Microsoft Entra ID

Users, groups, MFA, Conditional Access, PIM.

Beginner30 min · lesson 1 of 15

Every Azure administrator starts with identity, because Microsoft Entra ID (formerly Azure AD) is the cloud identity service that authenticates every user and controls access to Azure and Microsoft 365. Getting identity right is the foundation of a secure, well-run tenant.

Users, groups, and the tenant

An Entra ID tenant is your organization’s dedicated identity directory, holding users, groups, devices, and app registrations. You create and manage users (cloud-only or synced from on-prem Active Directory via Entra Connect), organize them into groups (assigned or dynamic) for easier access management, and manage guest users for external collaboration. Assigning access and licenses to groups rather than individuals is a core efficiency: membership changes flow through automatically. The tenant is the top-level identity boundary, and everything an administrator does with access ultimately traces back to identities defined here.
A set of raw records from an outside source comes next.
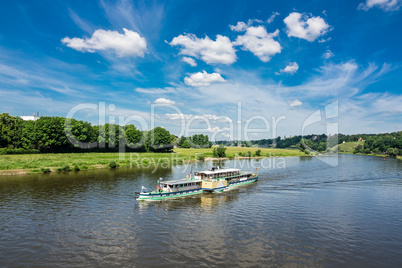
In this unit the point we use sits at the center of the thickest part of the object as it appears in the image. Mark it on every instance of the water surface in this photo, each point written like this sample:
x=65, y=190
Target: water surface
x=302, y=212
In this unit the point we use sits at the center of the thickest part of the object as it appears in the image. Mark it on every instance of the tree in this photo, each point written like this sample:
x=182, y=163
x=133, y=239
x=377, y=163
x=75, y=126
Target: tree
x=221, y=151
x=185, y=144
x=159, y=140
x=393, y=152
x=134, y=137
x=10, y=131
x=49, y=134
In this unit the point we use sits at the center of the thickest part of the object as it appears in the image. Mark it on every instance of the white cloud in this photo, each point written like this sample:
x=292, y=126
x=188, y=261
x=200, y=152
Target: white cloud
x=271, y=19
x=128, y=44
x=189, y=60
x=217, y=129
x=211, y=52
x=291, y=68
x=295, y=103
x=239, y=27
x=165, y=90
x=301, y=26
x=204, y=117
x=203, y=79
x=164, y=101
x=328, y=54
x=386, y=5
x=259, y=42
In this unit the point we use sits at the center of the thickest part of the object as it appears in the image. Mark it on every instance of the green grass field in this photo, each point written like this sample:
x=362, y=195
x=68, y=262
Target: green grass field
x=99, y=160
x=349, y=147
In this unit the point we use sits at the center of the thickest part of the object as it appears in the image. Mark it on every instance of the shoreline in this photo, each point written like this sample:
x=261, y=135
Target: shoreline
x=180, y=157
x=17, y=172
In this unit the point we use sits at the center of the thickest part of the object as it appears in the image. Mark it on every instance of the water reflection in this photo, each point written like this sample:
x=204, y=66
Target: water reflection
x=306, y=214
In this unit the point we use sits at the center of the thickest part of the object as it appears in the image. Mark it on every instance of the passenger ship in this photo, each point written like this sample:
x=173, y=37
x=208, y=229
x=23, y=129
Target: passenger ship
x=213, y=180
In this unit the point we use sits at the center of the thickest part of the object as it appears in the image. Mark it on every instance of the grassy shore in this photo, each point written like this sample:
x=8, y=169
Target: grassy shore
x=349, y=147
x=26, y=163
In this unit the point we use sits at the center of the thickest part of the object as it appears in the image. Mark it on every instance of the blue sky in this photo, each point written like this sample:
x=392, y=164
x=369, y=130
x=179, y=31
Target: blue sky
x=280, y=61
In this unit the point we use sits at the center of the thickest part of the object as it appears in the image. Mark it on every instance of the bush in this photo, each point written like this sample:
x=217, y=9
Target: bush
x=64, y=168
x=201, y=157
x=215, y=153
x=221, y=151
x=112, y=164
x=45, y=170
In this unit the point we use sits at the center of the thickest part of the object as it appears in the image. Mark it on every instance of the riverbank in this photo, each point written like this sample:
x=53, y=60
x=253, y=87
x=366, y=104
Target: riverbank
x=42, y=163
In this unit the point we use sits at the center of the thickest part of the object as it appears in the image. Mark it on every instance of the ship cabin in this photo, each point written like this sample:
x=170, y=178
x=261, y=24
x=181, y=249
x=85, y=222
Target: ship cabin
x=180, y=185
x=217, y=173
manage identities as groups, not individuals
# Create a group and assign access/licenses to it — members inherit automatically.
az ad group create --display-name "App-Admins" --mail-nickname appadmins
az ad group member add --group "App-Admins" --member-id <user-object-id>
# Grant the GROUP an Azure RBAC role (covered next lesson):
az role assignment create --assignee-object-id <group-id> \
--role "Contributor" --scope /subscriptions/<sub>/resourceGroups/app-rg
# Add/remove a user from the group to change their access — no per-user edits.

Securing sign-in

Entra ID provides the tools to secure authentication. Multi-factor authentication (MFA) blocks the vast majority of credential attacks and should be required for administrators at minimum. Conditional Access policies make sign-in adaptive — require MFA, a compliant device, or a trusted location, or block risky sign-ins based on signals — so access decisions respond to context rather than being static. Self-service password reset (SSPR) lets users reset securely and cuts helpdesk load. For privileged roles, Privileged Identity Management (PIM) makes access just-in-time and time-bound instead of standing. Layering MFA, Conditional Access, and PIM on top of well-organized identities is the identity-security baseline every administrator should establish.

Entra ID essentials
identities
users + groups
assign access by group
guests + devices
external + device identity
secure sign-in
MFA
block credential attacks
Conditional Access
adaptive, context-based access
PIM
just-in-time privileged roles
Organize by group, then secure sign-in with MFA, Conditional Access, and PIM — the identity foundation of a well-run tenant.
Standing admin access is the tenant’s biggest identity risk
Permanent Global Administrator or Owner assignments are a large attack surface — a compromised admin account can control the tenant. Enforce MFA on all admins, make privileged roles eligible via PIM (activated just-in-time with approval), and keep the number of standing admins tiny.